Photos: Bríd O’Donovan
Yo Yo! Check yo-self!
From Barrack Street to Blackrock the sun aint pounded,
instead my rags are fucking drownded,
the storm came and went, Justice were all action,
before we arrived at the Pav for Theesatisfaction.
(Top class Stevie P.! – Ed.)
The Jam nights have become a thing of legend over the past 10 years. Spawning from the ashes of Sir Henrys and then over to The Savoy, Stevie G’s extremely successul hip-hop night has become a staple for fans of the genre in the City and beyond. Over the 10 year period, hip-hop heavyweights from Kanye West to Grandmaster Flash and De La Soul have all graced the stage at the legendary club. Stevie G accompanied by his partner in crime Colm K celebrate their 10th anninversary in style tonight with the next generation of emerging hip hop artists, the Seattle based Theesatisfaction.
As well as being a 10th anniversary show for Jam, tonight is also doubling up as an after party for the Justice gig. The crowd itself is made up of long time regulars of Jam, the post gig Justice pack (well on it too) and a few chin strokers for good measure. Taking to the stage just before midnight, Stasia Irons and Catherine Harris-White are met with more than a warm welcome. Their styling alone seals the deal from the get go. Catherine is decked out like an extra from hit 80′s tv show Fame. The back combed afro looking better than ever in the flesh. Stasia settled for a Hawaiian style shirt with some three quarter length slacks. Although she looks like an extra from the Fresh Prince of Bel-Air, I’ll take this over a moppy fringe, a scarf and a pair of cacky chinos any day. Good to see the fresh back in refreshing.
There is no backing band of any sort with Theesatisfaction’s live show. Although a little dissapointing at first, most if not all hip hop acts from the most establised all the way down to the DIY scene operate the same. Behind Catherine and Stasia, a Macbook sits on the desk, the backing tracks loaded up on Garageband. Opening with the percussion heavy ‘Bitch’, the afro wearing Catherine showcases her wonderful soulful range while Stasia’s harmonies prove how great their voices sound together. There is a real sense of rhythm both musically and vocally.
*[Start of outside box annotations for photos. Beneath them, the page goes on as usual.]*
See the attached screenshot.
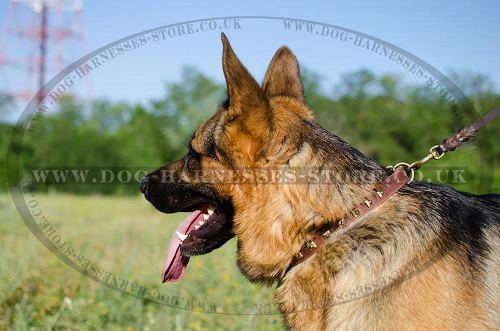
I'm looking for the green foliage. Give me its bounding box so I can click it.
[0,67,500,193]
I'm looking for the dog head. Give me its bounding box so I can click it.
[141,34,340,280]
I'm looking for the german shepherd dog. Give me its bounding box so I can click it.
[141,35,500,330]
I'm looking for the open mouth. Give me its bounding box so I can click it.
[163,202,233,283]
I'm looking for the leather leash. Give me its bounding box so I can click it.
[289,107,500,269]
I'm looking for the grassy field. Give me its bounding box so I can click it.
[0,194,282,330]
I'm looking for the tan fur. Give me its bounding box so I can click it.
[146,37,500,330]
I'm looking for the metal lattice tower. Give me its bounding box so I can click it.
[0,0,91,113]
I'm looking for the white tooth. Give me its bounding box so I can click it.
[175,231,187,241]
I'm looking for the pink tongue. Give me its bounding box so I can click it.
[163,210,202,283]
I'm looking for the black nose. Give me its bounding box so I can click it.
[139,177,148,193]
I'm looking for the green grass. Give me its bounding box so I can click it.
[0,194,282,330]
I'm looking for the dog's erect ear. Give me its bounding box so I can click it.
[262,46,304,101]
[221,33,267,113]
[221,33,271,161]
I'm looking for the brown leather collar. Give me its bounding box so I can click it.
[290,166,410,268]
[288,107,500,269]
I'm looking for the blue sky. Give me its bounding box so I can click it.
[0,0,500,102]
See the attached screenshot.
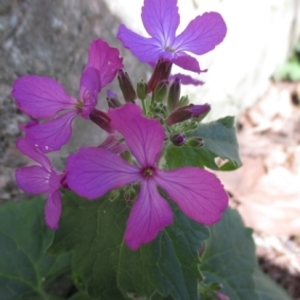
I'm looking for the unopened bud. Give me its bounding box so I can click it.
[153,80,169,102]
[136,79,148,100]
[147,59,172,93]
[166,104,210,126]
[118,69,137,103]
[121,150,132,163]
[98,133,127,154]
[216,293,230,300]
[178,96,189,106]
[90,108,113,133]
[106,90,122,108]
[167,77,180,112]
[186,137,204,147]
[170,133,186,147]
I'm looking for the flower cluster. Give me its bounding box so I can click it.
[12,0,228,250]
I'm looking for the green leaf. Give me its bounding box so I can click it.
[68,292,90,300]
[0,198,70,300]
[165,145,219,170]
[201,208,259,300]
[118,203,208,300]
[50,192,208,300]
[172,117,242,170]
[254,266,292,300]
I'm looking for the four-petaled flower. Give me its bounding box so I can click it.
[12,39,123,152]
[117,0,227,73]
[15,138,64,229]
[66,104,228,250]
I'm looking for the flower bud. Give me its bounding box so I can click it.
[186,137,204,147]
[153,80,169,102]
[216,293,230,300]
[166,104,210,126]
[178,96,189,106]
[170,133,186,147]
[118,69,137,103]
[90,108,113,133]
[147,59,172,93]
[98,133,127,154]
[167,77,180,112]
[136,79,148,100]
[106,90,122,108]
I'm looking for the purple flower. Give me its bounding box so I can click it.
[66,103,228,250]
[15,138,63,229]
[169,74,204,86]
[117,0,227,73]
[12,39,123,152]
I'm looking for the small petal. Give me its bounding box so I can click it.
[172,52,201,73]
[125,180,173,250]
[142,0,180,47]
[172,12,227,55]
[169,73,204,86]
[16,138,51,173]
[66,148,141,199]
[85,39,123,88]
[12,76,77,119]
[45,190,62,230]
[154,167,228,225]
[16,166,50,194]
[25,112,77,153]
[117,24,164,64]
[108,103,165,167]
[80,67,101,96]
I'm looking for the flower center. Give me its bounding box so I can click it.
[165,46,175,53]
[74,100,84,111]
[141,167,155,179]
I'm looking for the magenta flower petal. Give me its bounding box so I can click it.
[125,180,173,250]
[154,167,228,225]
[169,73,204,86]
[79,67,101,98]
[66,148,141,199]
[108,103,165,167]
[15,166,50,194]
[45,190,62,230]
[16,138,51,172]
[85,39,123,88]
[173,53,201,73]
[117,24,163,63]
[173,12,227,55]
[12,76,77,119]
[142,0,180,45]
[25,111,77,153]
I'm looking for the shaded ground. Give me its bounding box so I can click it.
[218,82,300,300]
[0,0,300,299]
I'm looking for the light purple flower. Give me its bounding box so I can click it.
[66,103,228,250]
[117,0,227,73]
[15,138,63,229]
[12,39,123,152]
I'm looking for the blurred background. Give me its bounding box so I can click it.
[0,0,300,299]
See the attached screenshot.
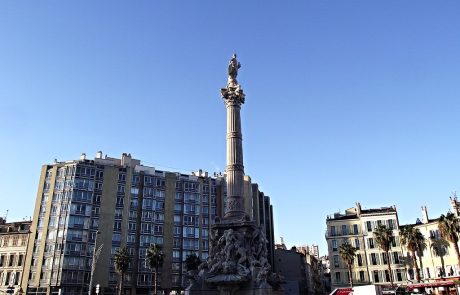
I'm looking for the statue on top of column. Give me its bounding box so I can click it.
[228,54,241,84]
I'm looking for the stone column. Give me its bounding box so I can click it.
[221,55,245,219]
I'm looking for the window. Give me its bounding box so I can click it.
[373,270,380,283]
[342,224,348,236]
[359,270,365,282]
[385,269,390,282]
[18,254,24,266]
[112,233,121,243]
[335,271,340,283]
[331,226,337,237]
[382,253,388,264]
[390,237,396,247]
[355,239,361,250]
[155,202,165,210]
[356,254,363,266]
[332,240,337,251]
[371,253,378,265]
[173,250,180,259]
[388,219,394,229]
[396,269,403,282]
[113,221,121,231]
[366,221,372,231]
[367,238,375,249]
[8,254,15,266]
[118,173,126,181]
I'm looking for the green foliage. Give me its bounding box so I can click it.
[399,225,426,255]
[430,238,450,257]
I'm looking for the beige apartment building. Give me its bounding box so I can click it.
[0,218,32,293]
[22,152,274,295]
[326,203,406,290]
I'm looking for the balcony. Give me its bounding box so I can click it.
[324,230,363,239]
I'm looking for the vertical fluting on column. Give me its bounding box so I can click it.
[225,100,244,218]
[221,55,245,219]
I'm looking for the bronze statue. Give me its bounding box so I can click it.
[228,54,241,83]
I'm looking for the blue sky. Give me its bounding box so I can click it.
[0,0,460,254]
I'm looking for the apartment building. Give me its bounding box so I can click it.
[0,218,32,293]
[326,203,406,289]
[23,152,273,294]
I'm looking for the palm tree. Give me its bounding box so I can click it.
[373,224,394,286]
[438,212,460,272]
[113,247,131,295]
[400,225,426,282]
[147,244,164,295]
[430,237,450,277]
[339,240,356,288]
[185,253,201,271]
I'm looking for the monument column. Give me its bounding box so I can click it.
[221,54,245,219]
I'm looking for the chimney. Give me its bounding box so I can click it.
[422,206,429,224]
[450,193,458,217]
[121,153,131,167]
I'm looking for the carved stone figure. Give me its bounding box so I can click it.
[228,54,241,84]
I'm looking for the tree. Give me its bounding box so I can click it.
[113,247,131,295]
[373,224,394,286]
[438,212,460,272]
[339,240,356,288]
[430,237,449,277]
[185,253,201,271]
[147,244,164,295]
[400,225,426,282]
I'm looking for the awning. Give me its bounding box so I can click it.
[407,281,455,290]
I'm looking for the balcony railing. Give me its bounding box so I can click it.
[324,230,363,238]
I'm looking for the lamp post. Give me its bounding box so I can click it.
[88,231,104,295]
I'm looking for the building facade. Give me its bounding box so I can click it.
[274,247,308,295]
[0,218,32,293]
[23,152,273,294]
[326,203,406,290]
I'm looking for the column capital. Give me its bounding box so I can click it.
[220,84,246,107]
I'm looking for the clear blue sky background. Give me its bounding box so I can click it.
[0,0,460,254]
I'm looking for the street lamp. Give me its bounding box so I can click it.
[88,231,104,295]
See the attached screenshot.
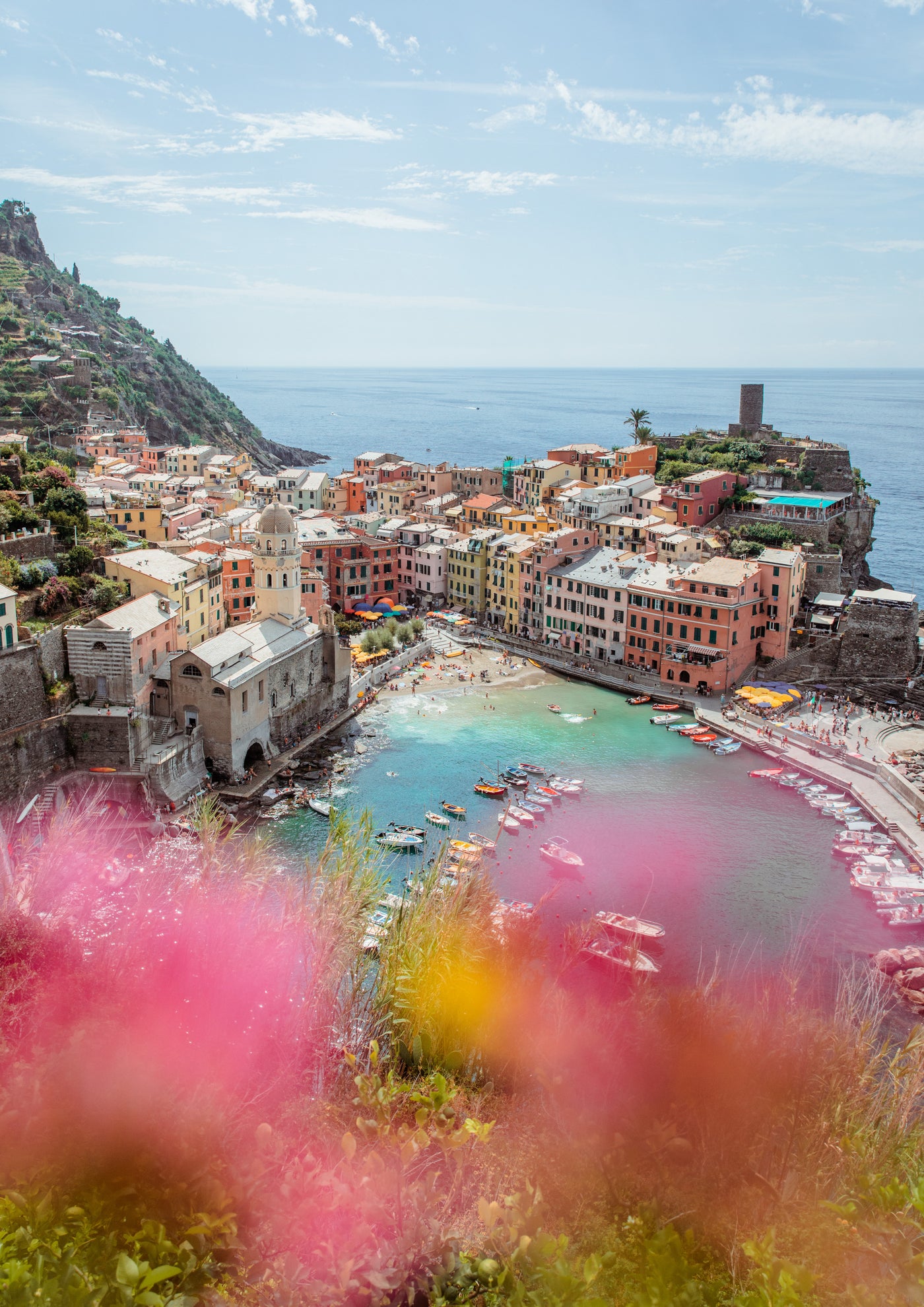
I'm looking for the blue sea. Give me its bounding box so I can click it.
[208,367,924,595]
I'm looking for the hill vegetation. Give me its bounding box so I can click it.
[0,200,321,472]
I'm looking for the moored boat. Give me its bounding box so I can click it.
[539,839,584,871]
[475,780,507,799]
[580,940,660,975]
[596,912,664,940]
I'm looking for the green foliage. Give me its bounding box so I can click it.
[90,576,128,613]
[0,1186,236,1307]
[59,545,97,576]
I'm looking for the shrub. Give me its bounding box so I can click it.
[60,545,97,576]
[35,576,71,617]
[90,576,128,613]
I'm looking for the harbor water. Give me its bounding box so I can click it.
[272,681,909,980]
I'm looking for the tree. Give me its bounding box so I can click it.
[622,409,651,444]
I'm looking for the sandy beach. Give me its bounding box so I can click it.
[380,647,560,703]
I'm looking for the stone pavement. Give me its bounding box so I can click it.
[696,707,924,863]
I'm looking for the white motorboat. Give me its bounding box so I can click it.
[596,912,664,940]
[580,940,661,975]
[539,839,584,871]
[375,830,424,854]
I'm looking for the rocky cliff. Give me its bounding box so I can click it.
[0,200,324,472]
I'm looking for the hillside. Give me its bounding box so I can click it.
[0,200,324,472]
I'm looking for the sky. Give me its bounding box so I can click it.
[0,0,924,367]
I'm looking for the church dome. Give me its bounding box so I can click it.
[256,503,296,536]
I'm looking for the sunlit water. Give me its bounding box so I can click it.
[267,683,909,979]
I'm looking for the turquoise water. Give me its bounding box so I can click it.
[275,683,900,979]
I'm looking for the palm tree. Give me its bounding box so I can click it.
[622,409,651,444]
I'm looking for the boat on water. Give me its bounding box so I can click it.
[375,830,424,854]
[539,838,584,871]
[580,940,661,975]
[449,839,482,857]
[475,780,507,799]
[596,912,664,940]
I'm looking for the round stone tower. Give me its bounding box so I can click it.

Stasia delivers her lines line a percussion instrument, highlighting words and phrases, always on the off beat, never a straight dual.
‘Earthseed’ follows with its wiry cocktail piano loop soaked in flanger effects – “suprisingly, we’re probably on trial” sings Catherine, reflecting on what it’s like being a gay-black-female in a hip hop band in 2012. What is almost regarded as their signature tune, ‘Queens’, follows. The opening bass line causing somewhat of a surge towards the stage. “Turn off your swag, and check your vain, from your lengths to your tense, get down“, spits Stasia while the crowd accompany both Stasia and Catherine with the fantastic chorus refrain “Whatever you do, don’t funk with my groove“.
It was surprisng, but more than welcome, to hear ‘EEN SAH EWE’ from their Transitions mixtape in tonight’s set too. Its African roots vocal floating over a kraut-like groove giving way to what many have labelled as Afro-Futurism.
Over the course of the set some of the backing tracks are louder than others, proving difficult to hear the vocal, although their presence alone makes up for any sort of minimal flaws. Their synchronised dance moves go down a treat with the crowd too. At times some of the palest Cork men known to man mimic the moves in what can only be described as hilarious, garnering more than the occasional giggle between both Stasia and Catherine. Even between tracks the two girls seem to be in sync, the right hands raising up and down as their hips gyrate with more swag than Snoop’s right hand.
After two encores they pull away from the psychedlic kraut hop that has taken them this far. Instead opting for an old school style flow, the kick, snare and hats pattern has everyone on the dancefloor throwing shapes as both Stasia and Catherine prove they are just as good as their contemporaries while at the same time paying tribute to their influences.
Doing this stuff with a live band wouldn’t be an easy feat. Although somewhat dissapointed with the lack of, I walked away knowing that Theesatisfaction are two very talented individuals. Bringing a live drummer and percussionist into the mix might add to the live show a great deal but replicating the album with a full band would be next to impossible. Listening to what they’ve created on record it’s easy to see why Sub Pop snapped them up as quick as they could.
As both Stevie and Colm (Jam), as well as most real hip-hop fans, love to celebrate all that is ol skool, maybe now is the time to celebrate the nu skool, Theesatisfaction.